Patcheeswarar temple is a temple located in Cheyyar, Tiruvannamalai District, Tamil Nadu, India built during the times of Pallava dynasty. It is a temple of Lord Shiva, built in Dravidian architecture.

== History ==
It is said that this temple was built in Pallava dynasty during 7th century CE. It is one of the oldest temple located in Cheyyar Town.

== Legends ==
According to local legends, Garuda worshipped Lord Shiva here. Therefore, Lord Shiva came to be called as Patcheeswarar.

== Temple ==

This temple faces east and features a five-tiered Rajagopuram. In the Mukha Mandapam, facing the sanctum, one can find the Balipeedam, Dhwaja Sthambam, and Nandi. The Sanctum Sanctorum comprises the sanctum, Antrala, Maha Mandapam, and Mukha Mandapam.

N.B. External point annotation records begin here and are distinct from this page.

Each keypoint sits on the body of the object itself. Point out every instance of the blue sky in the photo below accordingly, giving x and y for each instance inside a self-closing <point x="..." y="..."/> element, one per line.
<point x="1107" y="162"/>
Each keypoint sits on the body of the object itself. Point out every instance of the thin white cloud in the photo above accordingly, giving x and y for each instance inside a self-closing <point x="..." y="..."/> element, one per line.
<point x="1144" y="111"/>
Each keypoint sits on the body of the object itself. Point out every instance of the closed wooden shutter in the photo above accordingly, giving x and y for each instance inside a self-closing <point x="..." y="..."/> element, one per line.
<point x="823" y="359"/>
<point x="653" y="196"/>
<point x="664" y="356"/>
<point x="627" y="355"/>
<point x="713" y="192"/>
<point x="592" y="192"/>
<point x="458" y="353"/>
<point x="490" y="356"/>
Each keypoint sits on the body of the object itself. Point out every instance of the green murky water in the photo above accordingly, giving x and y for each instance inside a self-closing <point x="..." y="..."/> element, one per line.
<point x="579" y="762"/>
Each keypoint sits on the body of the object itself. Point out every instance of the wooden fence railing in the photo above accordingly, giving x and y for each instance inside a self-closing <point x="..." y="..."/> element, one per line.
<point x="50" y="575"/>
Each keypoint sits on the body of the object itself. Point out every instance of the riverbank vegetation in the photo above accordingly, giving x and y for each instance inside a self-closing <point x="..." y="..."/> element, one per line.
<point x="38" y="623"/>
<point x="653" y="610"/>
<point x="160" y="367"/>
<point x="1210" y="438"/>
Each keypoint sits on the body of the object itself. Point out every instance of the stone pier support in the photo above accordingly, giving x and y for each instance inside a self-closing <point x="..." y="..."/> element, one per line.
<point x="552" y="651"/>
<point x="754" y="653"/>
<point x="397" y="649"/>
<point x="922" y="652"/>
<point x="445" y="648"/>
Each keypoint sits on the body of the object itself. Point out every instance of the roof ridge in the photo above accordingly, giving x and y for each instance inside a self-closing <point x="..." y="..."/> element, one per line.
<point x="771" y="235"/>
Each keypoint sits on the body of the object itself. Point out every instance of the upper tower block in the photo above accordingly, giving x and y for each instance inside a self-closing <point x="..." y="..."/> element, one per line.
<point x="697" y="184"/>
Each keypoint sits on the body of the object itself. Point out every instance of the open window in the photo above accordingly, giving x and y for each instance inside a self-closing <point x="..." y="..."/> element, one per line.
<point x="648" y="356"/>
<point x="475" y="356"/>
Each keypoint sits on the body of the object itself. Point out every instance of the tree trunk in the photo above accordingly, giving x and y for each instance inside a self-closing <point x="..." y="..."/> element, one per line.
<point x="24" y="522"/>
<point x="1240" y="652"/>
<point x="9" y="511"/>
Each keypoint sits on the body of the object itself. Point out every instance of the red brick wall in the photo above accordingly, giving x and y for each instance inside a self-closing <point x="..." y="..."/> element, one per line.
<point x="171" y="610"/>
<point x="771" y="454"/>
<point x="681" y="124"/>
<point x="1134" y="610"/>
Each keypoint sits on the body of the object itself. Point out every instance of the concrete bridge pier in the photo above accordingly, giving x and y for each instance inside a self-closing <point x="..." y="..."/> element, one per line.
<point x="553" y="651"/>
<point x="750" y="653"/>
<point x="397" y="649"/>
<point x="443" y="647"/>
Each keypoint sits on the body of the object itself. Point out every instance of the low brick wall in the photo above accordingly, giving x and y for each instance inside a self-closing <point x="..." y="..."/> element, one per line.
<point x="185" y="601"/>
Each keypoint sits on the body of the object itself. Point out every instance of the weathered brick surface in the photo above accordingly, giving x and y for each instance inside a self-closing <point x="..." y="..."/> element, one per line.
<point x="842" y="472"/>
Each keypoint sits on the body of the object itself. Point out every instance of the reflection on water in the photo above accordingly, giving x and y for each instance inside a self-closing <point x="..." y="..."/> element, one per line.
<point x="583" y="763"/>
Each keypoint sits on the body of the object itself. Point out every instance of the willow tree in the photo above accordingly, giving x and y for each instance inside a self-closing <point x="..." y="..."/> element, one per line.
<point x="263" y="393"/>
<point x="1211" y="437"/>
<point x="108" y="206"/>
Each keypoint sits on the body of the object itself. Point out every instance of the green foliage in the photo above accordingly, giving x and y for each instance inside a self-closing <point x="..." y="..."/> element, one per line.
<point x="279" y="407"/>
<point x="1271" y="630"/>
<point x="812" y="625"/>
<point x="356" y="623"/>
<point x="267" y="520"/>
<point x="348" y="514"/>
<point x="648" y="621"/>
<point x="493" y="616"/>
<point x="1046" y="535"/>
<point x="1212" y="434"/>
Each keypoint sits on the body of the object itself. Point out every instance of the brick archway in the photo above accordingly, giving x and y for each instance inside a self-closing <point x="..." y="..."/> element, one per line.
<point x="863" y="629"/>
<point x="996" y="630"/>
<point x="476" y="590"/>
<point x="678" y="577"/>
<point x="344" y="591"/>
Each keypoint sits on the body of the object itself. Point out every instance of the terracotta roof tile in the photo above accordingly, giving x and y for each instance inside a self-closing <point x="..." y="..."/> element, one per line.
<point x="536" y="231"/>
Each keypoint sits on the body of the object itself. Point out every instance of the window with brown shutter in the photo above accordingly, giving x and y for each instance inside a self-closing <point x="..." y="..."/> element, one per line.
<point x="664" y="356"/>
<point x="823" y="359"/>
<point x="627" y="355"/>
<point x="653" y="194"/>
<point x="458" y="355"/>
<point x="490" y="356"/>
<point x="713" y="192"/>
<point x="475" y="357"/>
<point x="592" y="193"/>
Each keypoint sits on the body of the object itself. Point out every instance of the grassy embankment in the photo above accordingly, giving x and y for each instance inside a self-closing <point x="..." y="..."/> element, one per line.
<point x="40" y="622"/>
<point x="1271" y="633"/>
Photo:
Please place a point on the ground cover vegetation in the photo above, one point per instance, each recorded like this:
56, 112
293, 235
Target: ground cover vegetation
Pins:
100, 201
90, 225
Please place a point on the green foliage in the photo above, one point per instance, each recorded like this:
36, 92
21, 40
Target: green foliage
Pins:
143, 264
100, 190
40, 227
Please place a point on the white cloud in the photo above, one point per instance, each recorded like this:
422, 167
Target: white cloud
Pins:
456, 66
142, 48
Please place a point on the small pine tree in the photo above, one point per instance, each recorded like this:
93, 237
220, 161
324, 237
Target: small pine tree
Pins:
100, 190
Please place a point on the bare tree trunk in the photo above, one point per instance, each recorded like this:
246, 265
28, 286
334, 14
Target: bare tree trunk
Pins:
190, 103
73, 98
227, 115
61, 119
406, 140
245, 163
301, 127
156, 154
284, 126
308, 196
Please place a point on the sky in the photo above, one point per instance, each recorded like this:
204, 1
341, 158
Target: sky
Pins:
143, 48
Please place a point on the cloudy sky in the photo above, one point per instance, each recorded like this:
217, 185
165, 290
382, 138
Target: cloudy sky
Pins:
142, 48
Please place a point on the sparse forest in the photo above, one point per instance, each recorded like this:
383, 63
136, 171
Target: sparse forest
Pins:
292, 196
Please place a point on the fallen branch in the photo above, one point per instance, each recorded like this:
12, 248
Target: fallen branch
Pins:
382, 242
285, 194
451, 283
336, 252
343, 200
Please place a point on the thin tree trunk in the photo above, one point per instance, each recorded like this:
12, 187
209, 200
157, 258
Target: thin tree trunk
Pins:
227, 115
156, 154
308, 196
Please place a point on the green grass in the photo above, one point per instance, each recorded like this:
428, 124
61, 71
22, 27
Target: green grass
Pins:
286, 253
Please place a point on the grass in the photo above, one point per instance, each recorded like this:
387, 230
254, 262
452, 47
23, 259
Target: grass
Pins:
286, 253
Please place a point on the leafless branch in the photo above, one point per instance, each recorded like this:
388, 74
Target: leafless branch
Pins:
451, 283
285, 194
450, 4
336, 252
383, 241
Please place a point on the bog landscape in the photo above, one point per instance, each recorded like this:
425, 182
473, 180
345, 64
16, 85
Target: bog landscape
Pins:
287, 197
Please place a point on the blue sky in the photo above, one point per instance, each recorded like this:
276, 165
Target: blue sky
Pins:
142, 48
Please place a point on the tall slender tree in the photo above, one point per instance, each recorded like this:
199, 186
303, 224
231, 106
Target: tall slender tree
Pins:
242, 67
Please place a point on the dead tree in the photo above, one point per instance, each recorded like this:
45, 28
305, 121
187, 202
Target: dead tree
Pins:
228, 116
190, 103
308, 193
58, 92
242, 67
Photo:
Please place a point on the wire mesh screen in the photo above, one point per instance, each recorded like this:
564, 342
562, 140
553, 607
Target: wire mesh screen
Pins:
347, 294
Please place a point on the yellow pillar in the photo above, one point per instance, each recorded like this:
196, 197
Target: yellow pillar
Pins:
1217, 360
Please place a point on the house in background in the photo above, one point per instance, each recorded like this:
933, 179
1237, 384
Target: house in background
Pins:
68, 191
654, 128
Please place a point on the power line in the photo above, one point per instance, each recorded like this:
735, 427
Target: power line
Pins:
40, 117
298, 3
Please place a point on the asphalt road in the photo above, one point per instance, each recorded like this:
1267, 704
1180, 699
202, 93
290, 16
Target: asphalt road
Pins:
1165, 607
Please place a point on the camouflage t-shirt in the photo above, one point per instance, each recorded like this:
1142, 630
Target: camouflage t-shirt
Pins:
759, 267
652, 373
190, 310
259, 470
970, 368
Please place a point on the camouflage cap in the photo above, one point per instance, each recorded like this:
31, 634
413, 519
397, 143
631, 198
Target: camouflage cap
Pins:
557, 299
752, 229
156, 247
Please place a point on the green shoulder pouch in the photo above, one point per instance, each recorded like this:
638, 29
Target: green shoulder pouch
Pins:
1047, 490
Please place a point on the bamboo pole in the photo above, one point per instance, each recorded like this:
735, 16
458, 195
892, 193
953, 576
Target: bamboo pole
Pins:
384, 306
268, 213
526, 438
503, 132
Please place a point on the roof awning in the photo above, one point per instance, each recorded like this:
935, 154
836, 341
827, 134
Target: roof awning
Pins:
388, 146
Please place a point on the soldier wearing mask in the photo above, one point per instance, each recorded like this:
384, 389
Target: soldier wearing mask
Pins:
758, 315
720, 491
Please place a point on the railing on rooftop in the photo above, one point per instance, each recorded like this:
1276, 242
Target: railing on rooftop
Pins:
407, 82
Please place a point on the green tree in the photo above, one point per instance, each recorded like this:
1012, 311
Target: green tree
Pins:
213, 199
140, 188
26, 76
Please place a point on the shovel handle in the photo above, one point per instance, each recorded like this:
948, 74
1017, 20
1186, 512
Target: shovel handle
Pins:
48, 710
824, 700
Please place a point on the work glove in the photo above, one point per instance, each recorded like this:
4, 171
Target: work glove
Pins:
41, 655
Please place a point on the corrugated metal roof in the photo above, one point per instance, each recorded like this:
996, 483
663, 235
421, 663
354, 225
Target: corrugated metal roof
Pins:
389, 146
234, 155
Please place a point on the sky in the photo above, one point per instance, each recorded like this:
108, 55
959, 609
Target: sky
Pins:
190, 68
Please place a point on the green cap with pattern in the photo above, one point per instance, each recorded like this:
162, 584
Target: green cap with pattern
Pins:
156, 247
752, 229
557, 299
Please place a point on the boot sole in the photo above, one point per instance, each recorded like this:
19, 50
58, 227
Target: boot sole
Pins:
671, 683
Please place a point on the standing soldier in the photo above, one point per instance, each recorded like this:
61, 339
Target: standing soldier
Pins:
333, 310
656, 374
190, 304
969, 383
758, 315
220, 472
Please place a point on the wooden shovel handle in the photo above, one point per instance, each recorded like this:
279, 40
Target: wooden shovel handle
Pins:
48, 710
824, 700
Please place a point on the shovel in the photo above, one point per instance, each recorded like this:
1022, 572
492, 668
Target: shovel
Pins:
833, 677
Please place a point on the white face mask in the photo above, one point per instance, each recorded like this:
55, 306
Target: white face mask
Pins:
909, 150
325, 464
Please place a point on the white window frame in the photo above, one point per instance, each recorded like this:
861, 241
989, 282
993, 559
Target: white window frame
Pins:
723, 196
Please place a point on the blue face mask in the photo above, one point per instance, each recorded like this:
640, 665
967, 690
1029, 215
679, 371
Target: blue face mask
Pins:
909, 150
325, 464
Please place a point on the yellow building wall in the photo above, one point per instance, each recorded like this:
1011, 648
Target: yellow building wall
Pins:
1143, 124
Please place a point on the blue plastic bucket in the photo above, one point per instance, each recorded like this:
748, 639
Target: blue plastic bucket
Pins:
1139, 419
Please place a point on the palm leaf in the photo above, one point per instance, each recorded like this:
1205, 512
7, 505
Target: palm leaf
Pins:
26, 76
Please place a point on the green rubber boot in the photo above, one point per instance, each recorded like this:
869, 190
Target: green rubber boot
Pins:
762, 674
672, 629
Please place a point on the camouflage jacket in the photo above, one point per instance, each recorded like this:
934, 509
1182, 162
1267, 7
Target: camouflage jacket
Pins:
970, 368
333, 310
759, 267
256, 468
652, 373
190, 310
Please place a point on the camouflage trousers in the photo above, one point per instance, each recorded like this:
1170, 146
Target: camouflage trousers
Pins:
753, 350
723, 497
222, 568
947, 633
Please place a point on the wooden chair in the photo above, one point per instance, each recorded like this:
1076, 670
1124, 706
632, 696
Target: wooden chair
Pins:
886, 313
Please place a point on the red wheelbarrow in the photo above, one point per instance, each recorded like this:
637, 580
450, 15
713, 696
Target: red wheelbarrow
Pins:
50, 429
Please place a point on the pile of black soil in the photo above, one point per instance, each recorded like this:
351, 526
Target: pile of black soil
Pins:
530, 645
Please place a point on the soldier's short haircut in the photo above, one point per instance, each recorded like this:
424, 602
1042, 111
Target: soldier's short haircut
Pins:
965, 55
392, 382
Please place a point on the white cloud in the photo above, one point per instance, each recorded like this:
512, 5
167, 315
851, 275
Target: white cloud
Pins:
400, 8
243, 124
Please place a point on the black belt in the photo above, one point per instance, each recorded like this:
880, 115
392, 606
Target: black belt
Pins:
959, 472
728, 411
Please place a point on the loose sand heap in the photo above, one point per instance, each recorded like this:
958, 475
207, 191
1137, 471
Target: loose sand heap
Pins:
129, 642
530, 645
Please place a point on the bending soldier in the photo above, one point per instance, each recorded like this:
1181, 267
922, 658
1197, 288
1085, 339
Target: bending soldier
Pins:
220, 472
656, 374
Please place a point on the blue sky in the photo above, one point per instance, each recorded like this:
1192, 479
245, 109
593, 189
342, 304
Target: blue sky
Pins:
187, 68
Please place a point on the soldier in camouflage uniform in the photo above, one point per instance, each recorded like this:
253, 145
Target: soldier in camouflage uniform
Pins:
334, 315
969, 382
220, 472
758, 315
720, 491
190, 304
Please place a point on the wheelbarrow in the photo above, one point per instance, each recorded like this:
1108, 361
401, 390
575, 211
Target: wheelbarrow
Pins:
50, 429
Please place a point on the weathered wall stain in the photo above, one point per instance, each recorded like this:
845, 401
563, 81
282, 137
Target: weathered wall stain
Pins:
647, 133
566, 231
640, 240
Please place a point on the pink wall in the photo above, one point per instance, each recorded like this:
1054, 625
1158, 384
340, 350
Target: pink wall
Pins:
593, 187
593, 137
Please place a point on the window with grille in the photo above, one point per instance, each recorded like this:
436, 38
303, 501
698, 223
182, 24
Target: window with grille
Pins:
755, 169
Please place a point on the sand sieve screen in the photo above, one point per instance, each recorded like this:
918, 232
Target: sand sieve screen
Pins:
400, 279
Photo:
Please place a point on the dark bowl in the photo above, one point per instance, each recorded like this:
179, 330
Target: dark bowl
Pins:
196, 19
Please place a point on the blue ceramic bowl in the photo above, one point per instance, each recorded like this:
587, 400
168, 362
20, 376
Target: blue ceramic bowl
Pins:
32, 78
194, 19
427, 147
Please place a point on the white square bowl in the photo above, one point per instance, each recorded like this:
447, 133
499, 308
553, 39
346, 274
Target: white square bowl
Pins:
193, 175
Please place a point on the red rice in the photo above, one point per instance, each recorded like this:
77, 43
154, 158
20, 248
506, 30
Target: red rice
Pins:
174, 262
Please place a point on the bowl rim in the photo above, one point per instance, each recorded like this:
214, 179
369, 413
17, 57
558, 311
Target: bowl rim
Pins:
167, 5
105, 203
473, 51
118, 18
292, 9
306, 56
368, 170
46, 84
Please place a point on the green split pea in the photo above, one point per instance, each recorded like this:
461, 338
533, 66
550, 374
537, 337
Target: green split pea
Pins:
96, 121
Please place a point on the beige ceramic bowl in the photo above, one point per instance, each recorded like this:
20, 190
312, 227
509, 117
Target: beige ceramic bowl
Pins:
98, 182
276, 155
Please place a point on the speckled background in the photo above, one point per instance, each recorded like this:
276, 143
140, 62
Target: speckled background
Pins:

The Mukha Mandapam serves as a link between the Rajagopuram and the Maha Mandapam. The presiding deity, known as Patcheeswarar, faces east and resides in the sanctum in the form of a Lingam. The Chandikeswarar shrine is located in its usual position. In the Maha Mandapam, there is a south-facing Nataraja Sabha, which houses bronze sculptures of Nataraja along with his consort Shivagami and Sekkizhar. The goddess, known as Parvathi, is enshrined in a separate south-facing shrine. The temple premises also feature shrines dedicated to Vinayaga, Murugan with his consorts Valli and Devasena, Garuda, Gajalakshmi, and the Nalvar.